Italia
Don Mazzi, Mazza (Exodus): "Ragazzi perdono una guida ma il padre rimane"
(LaPresse) “Don Antonio ha sempre detto che la morte è una festa perché ha sempre pensato di poter poi andare a abbracciare il Padre, quindi in un viaggio completamente diverso da quello che è stato fatto finora, per cui c'è stata davvero tanta serenità in questo passaggio”. A parlare dalla comunità Exodus di Milano è Cristina Mazza, per 32anni collaboratrice al fianco di don Antonio Mazzi, morto oggi all’età di 96 anni. “Don Antonio è stato un padre più che un prete, è stato una guida, è stato un compagno di viaggio per tutti i ragazzi che in questo momento sono dentro alle nostre comunità, per quelli che sono passati, per quelli che se ne sono andati, per quelli che sono morti, per quelli che invece ce l'hanno fatta e sono ritornati ad una vita serena e felice.
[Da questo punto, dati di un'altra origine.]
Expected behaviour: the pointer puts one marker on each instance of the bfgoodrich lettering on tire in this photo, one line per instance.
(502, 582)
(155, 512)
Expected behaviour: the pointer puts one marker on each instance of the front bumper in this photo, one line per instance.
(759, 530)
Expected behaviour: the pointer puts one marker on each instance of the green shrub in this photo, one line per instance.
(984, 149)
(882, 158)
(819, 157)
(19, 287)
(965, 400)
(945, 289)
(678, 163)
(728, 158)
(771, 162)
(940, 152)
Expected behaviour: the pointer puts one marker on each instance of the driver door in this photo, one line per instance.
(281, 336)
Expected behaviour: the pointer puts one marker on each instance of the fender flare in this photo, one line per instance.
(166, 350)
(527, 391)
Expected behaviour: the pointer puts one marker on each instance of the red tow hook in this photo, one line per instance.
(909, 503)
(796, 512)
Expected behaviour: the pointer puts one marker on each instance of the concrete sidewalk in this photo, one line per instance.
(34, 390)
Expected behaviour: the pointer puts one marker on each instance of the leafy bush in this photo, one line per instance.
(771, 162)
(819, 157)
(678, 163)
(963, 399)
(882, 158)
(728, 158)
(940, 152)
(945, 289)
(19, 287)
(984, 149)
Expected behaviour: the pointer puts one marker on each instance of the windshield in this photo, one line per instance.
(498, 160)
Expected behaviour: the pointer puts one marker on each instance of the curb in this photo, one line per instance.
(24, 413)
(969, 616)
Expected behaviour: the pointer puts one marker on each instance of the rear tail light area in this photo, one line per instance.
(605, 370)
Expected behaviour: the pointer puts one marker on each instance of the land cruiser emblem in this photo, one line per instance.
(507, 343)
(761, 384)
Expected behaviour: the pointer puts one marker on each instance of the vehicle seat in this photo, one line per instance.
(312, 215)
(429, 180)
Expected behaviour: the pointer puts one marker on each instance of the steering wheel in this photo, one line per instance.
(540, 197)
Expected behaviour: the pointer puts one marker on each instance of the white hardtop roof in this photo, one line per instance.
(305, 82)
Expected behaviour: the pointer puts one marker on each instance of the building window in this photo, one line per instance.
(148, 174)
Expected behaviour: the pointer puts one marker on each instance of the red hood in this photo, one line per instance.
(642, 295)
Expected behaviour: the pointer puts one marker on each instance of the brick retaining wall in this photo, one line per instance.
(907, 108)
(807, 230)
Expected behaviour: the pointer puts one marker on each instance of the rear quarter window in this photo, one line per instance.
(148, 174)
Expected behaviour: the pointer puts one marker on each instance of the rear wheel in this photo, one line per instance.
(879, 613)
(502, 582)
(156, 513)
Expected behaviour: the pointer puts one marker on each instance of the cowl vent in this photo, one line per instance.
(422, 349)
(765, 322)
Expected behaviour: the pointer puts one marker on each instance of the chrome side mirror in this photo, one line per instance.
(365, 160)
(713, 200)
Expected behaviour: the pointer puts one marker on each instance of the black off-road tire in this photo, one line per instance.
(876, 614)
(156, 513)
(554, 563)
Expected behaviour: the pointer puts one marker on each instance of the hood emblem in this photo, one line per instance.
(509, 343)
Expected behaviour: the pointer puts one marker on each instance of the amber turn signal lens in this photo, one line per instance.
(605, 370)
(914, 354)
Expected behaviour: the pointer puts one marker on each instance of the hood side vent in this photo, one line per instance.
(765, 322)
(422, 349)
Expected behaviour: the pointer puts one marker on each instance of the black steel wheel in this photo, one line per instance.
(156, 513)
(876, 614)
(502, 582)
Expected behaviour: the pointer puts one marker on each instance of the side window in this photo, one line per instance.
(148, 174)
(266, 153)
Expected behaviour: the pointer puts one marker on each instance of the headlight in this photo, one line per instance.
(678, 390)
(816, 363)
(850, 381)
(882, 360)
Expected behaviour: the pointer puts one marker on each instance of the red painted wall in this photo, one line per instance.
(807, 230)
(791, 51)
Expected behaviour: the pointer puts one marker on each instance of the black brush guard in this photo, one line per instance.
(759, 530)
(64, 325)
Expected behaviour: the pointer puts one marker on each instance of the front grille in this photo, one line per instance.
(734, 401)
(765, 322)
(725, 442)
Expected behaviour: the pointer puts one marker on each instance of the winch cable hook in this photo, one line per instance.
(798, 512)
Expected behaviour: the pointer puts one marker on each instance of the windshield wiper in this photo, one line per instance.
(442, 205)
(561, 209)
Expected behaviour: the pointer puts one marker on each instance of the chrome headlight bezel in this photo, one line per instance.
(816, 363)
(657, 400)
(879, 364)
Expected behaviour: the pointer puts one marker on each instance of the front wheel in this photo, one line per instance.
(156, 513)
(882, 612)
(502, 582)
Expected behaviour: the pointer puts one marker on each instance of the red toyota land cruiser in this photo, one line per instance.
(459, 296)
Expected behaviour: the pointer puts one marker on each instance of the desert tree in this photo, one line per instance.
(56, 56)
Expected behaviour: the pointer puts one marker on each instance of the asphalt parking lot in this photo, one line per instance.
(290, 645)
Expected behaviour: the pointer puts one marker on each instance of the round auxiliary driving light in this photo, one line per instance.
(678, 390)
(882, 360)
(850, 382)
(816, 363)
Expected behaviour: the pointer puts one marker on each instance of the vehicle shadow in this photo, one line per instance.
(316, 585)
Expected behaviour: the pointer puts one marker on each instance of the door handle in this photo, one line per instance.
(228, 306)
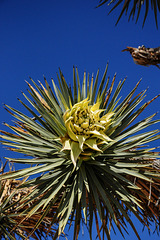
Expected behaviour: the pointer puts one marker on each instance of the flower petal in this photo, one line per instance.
(91, 143)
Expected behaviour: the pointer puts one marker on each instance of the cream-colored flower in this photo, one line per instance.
(85, 129)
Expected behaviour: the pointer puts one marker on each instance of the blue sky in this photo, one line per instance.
(37, 37)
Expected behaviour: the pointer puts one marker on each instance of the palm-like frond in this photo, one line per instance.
(13, 223)
(97, 174)
(134, 7)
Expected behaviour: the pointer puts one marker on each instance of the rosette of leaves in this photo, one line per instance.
(90, 156)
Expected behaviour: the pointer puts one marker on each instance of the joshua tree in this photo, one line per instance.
(134, 6)
(145, 56)
(91, 158)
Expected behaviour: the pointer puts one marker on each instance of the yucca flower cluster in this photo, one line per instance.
(85, 129)
(93, 162)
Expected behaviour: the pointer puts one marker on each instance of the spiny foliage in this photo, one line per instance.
(91, 158)
(135, 7)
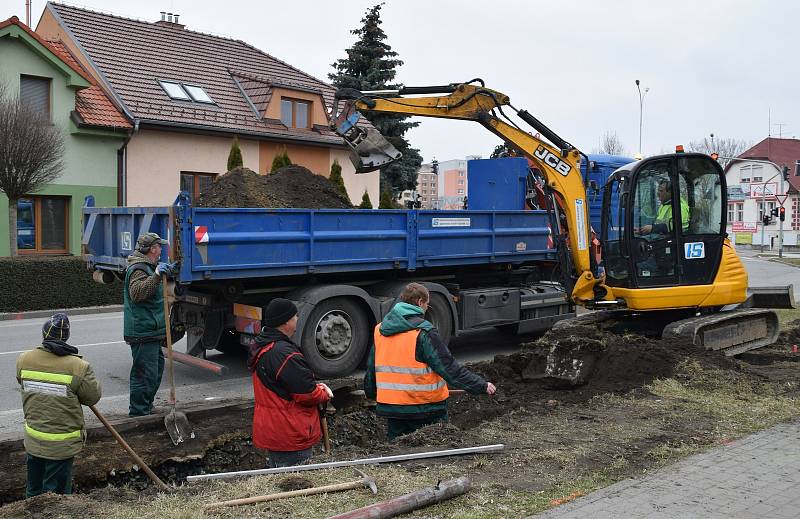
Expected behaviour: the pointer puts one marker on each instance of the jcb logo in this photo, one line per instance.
(552, 160)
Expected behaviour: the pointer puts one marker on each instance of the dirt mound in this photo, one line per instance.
(51, 506)
(290, 186)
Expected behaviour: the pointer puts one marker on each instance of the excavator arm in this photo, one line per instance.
(558, 162)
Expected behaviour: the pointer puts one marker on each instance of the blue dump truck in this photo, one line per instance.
(485, 267)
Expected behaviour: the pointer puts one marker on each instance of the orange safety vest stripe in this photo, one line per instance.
(400, 378)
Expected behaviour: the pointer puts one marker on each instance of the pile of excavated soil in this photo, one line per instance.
(291, 186)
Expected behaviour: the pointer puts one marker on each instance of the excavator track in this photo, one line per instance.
(732, 332)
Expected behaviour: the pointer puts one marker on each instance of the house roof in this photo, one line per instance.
(783, 152)
(134, 55)
(92, 105)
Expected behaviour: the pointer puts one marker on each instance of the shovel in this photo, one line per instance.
(130, 451)
(177, 424)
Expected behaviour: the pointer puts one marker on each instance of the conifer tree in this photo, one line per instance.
(281, 160)
(235, 156)
(336, 178)
(366, 203)
(371, 65)
(386, 201)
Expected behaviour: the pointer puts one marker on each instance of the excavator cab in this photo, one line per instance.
(663, 222)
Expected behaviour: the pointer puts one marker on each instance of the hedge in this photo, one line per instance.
(49, 283)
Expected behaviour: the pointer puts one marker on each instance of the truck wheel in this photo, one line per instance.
(335, 337)
(440, 316)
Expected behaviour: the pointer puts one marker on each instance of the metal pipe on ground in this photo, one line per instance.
(196, 362)
(364, 461)
(415, 500)
(364, 482)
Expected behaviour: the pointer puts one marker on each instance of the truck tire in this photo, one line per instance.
(335, 337)
(439, 315)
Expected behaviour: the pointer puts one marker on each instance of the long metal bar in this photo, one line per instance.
(443, 491)
(350, 463)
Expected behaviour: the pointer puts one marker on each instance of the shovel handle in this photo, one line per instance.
(171, 256)
(128, 448)
(323, 420)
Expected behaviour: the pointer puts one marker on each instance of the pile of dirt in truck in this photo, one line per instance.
(646, 404)
(288, 187)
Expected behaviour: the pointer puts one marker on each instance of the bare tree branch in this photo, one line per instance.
(610, 144)
(724, 147)
(31, 154)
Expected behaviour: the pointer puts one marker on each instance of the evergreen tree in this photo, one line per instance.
(371, 65)
(235, 156)
(336, 178)
(281, 160)
(386, 201)
(366, 203)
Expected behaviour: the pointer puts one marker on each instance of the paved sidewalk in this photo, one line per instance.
(755, 477)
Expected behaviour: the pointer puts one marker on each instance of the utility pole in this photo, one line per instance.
(641, 107)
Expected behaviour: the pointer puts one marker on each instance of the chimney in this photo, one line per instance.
(169, 20)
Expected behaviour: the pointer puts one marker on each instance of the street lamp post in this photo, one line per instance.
(641, 106)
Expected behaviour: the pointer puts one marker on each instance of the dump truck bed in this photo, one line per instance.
(234, 243)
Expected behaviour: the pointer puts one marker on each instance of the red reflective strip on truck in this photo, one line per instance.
(201, 234)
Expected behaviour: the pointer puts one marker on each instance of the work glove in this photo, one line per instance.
(167, 269)
(327, 389)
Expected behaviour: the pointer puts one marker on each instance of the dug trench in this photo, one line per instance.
(621, 422)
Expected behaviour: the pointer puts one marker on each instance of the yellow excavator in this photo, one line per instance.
(664, 265)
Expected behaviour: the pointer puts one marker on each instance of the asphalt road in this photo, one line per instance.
(99, 339)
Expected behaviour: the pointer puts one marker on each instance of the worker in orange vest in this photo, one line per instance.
(410, 368)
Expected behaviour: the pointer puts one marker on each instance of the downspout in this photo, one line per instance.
(123, 166)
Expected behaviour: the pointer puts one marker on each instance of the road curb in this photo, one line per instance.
(13, 316)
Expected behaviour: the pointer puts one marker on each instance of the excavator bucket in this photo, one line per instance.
(369, 150)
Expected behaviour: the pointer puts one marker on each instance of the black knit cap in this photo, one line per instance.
(279, 311)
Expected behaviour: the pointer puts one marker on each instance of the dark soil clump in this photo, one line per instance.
(289, 187)
(294, 483)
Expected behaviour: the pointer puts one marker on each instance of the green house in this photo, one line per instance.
(49, 78)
È chiaro che i ragazzi hanno perso una guida, ma non hanno perso un padre, hanno perso in questo momento un uomo fisico ma non hanno perso un padre che li guiderà sempre e rimarrà sempre nei loro cuori. Il messaggio che ha lasciato alla comunità è che i sogni sono sempre giovani, la vita è fatta di grandi sogni che devono però avere le gambe per poter essere concretizzati nella vita, nel quotidiano. Quindi questo è forse il messaggio più importante di questi ultimi tempi di don Antonio”.